We got him enrolled in Kindergarten and then MY education began. I learned alot about the school systems. How important it is to participate in homework and class volunteer time. Also that I needed to keep in daily conversations with Daniels teacher to keep track of how he was adapting socially and behaviorally. I also learned how things have changed since I was in school and believe me...its a whole different world now. One where the schools are underfunded and the kids are pressured to learn more at an earlier age so that they can do well on the standardized tests that the state uses to determine educational funding. At fourth grade, I still don't think that Daniel has had much, if any U.S. or world history, that has been up to us to explain to him. Though, his math skills at fourth grade are better than mine at sixth grade because that's whats on the tests. Argh...I could talk forever about that.
Daniel also came to us older, with alot more memories and ability to reason which meant that we had to be good at helping him understand what was happening to him.
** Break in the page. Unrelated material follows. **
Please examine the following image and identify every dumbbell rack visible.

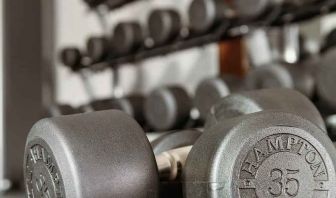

That was a crash course in Parenthood by itself. We decided to be as honest as possible but put it on a level that he could understand. At five, Daniel was too young to understand why his parents used drugs and the sexual abuse they may have suffered, so we tried our best to help him understand it on his level. Thats no easy thing to do.
But here we are now...two men who were used to coming and going when we pleased, staying up until one in the morning playing video games if we wanted, walking about our house unencumbered by baby gates and child safety locks. Our lives have changed like night and day. Simply going somewhere still means getting everyone fed, dressed, and pottied before we go out the door, but It used to also include hauling diaper bags and strollers with us as well.
But I wouldn't change any of it for all the freedom or money in the world. Watching the two of them grow up has been like watching an awesome miracle unfold before my eyes and the memories we have made together are my most prized possessions.